Use a node pool to update the NVIDIA driver for an existing node - Container Service for Kubernetes

If your Compute Unified Device Architecture (CUDA) library requires a newer NVIDIA driver, you must upgrade the driver on your nodes. Node pools let you manage different driver versions across your cluster in batches. This topic describes how to use a node pool to upgrade the NVIDIA driver on existing nodes.

Limitations

Upgrading the NVIDIA driver requires removing the node from its original node pool and adding it to a new one. You cannot upgrade the NVIDIA driver for a specific node within its existing node pool because the pool may contain other nodes that you do not want to change.

Important

During this process, the node's operating system and the specified NVIDIA driver are reinstalled. Before you proceed, ensure the node is not running any workloads and contains no important data. To minimize risk, upgrade a single node first to verify the process before upgrading in batches.

Usage notes

ACK does not guarantee the compatibility between the NVIDIA driver version and the CUDA toolkit version. You must verify the compatibility between them.
For detailed driver version requirements for different NVIDIA GPU models, see the official NVIDIA documentation.
For custom operating system images that already have GPU components installed, such as the GPU driver or NVIDIA Container Runtime, ACK cannot guarantee that the pre-installed driver is compatible with other ACK GPU components, such as monitoring components.
This method applies the custom driver only to new or scaled-out nodes. The installation is triggered upon node addition and does not affect existing nodes. To apply a new driver to existing nodes, you must first remove the nodes, then add them back to the cluster.
For instance types gn7 and ebmgn7, driver versions 510.xxx and 515.xxx have compatibility issues. We recommend using driver versions earlier than 510 (for example, 470.xxx.xxxx) with GSP disabled, or driver versions 525.125.06 or later.
Elastic Compute Service (ECS) instances of the ebmgn7 or ebmgn7e instance types support only NVIDIA driver versions 460.32.03 or later.
During node pool creation, if the specified driver version is not listed in ACK's supported NVIDIA driver versions, ACK will automatically install the default driver version. Specifying driver versions incompatible with the latest OS may cause node addition failures. In such cases, always select the latest supported driver version.
If you use an NVIDIA driver that you uploaded to an OSS bucket, the NVIDIA driver may be incompatible with the OS, Elastic Compute Service (ECS) instance type, or container runtime. Consequently, the GPU-accelerated nodes that are installed with the NVIDIA driver fail to be added.
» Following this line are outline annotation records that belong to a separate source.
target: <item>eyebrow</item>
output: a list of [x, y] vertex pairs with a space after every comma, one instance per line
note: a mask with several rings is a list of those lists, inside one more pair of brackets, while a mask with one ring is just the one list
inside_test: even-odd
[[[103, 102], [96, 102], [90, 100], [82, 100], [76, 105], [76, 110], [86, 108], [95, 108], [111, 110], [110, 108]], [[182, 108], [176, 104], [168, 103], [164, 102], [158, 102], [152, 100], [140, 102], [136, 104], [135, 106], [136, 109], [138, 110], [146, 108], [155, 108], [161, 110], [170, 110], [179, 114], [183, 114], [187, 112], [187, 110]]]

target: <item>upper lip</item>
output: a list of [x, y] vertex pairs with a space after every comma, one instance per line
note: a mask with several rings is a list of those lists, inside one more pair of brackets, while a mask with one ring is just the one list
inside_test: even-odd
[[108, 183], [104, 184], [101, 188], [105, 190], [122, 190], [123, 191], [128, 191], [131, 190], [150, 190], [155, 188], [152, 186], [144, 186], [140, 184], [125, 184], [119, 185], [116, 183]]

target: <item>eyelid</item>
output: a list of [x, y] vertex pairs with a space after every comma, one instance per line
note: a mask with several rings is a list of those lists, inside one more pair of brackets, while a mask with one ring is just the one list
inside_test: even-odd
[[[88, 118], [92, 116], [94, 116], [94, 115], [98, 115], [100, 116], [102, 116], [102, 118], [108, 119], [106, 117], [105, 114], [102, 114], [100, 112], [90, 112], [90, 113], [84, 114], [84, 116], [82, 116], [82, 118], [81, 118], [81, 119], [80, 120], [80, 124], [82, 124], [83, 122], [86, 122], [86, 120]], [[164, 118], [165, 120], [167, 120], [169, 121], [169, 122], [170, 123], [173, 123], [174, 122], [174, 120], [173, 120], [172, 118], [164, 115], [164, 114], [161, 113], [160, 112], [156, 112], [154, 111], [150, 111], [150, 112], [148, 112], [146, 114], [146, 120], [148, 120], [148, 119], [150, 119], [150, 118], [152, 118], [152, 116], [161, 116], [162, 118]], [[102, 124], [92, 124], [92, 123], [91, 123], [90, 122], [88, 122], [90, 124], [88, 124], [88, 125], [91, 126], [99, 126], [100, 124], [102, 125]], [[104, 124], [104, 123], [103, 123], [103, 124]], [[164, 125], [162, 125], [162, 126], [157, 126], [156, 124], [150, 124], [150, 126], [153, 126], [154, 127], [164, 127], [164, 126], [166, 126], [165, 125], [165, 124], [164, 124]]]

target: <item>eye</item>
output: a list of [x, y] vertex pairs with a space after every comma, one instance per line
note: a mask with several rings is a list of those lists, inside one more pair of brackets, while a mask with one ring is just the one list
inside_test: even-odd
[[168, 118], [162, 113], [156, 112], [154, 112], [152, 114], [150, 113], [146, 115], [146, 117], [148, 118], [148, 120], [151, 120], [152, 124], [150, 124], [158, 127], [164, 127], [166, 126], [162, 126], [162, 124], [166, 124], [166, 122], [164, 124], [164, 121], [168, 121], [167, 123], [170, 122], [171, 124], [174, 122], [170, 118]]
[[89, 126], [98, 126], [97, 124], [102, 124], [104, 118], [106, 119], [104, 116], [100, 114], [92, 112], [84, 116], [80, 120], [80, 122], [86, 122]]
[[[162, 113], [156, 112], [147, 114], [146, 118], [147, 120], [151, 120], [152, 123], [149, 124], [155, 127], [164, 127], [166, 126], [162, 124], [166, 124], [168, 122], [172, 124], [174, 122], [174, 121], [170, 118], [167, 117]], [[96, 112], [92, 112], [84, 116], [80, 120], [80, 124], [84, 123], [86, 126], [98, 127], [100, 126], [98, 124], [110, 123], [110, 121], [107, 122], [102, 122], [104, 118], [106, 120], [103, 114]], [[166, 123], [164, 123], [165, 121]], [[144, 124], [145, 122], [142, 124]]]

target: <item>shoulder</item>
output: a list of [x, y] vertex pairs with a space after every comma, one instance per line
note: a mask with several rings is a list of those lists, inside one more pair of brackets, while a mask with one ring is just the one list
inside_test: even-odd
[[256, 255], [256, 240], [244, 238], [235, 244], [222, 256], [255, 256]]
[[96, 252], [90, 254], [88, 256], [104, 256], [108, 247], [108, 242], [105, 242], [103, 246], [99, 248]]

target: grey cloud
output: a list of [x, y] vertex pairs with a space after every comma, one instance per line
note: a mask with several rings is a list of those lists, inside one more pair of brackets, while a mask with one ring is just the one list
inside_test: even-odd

ACK does not guarantee that all nodes can be successfully added to a cluster.

Use cases

If you use node pool A to manage nodes with an upgraded NVIDIA driver, you can schedule workloads to these nodes by setting the workload's nodeselector to the label of node pool A.
If you need to upgrade the NVIDIA driver on some nodes in the cluster to version 550.144.03 and others to 535.161.07, you can add one group of nodes to node pool A and the other group to node pool B.

Step 1: Determine the NVIDIA driver version

Before selecting an NVIDIA driver version, you must determine which NVIDIA driver versions are compatible with the CUDA library you are using. You can refer to the CUDA Toolkit Release Notes to check the compatibility between CUDA libraries and NVIDIA drivers, and select a suitable NVIDIA driver version.

Step 2: Remove nodes

Log on to the ACK console. In the left navigation pane, click Clusters.
On the Clusters page, click the name of the one you want to change. In the left navigation pane, choose Nodes > Nodes.
Select the node you want to upgrade, and click Batch Remove. In the Remove Node dialog box, select Drain Node and click OK.

Step 3: Create a node pool and specify the driver version

Create a node pool by selecting a driver from the version list

Note

Select an NVIDIA driver version that matches your business needs from . This topic uses driver version 550.144.03 as an example.
This method provides a simple way to install the driver. Add the ack.aliyun.com/nvidia-driver-version=<driver_version> label to the nodes in the node pool, then add the nodes removed from the Cluster in Step 2 to this node pool.

Log on to the ACK console. In the left navigation pane, click Clusters.
On the Clusters page, find the cluster to manage and click its name. In the left navigation pane, choose Nodes > Node Pools.
In the upper-left corner, click Create Node Pool. For details about the configuration parameters, see Create and manage a node pool. Configure the key parameters as follows:
In the Node Labels section under Advanced Options, add a label. Click the icon. In the Key field, enter ack.aliyun.com/nvidia-driver-version. In the Value field, enter 550.144.03.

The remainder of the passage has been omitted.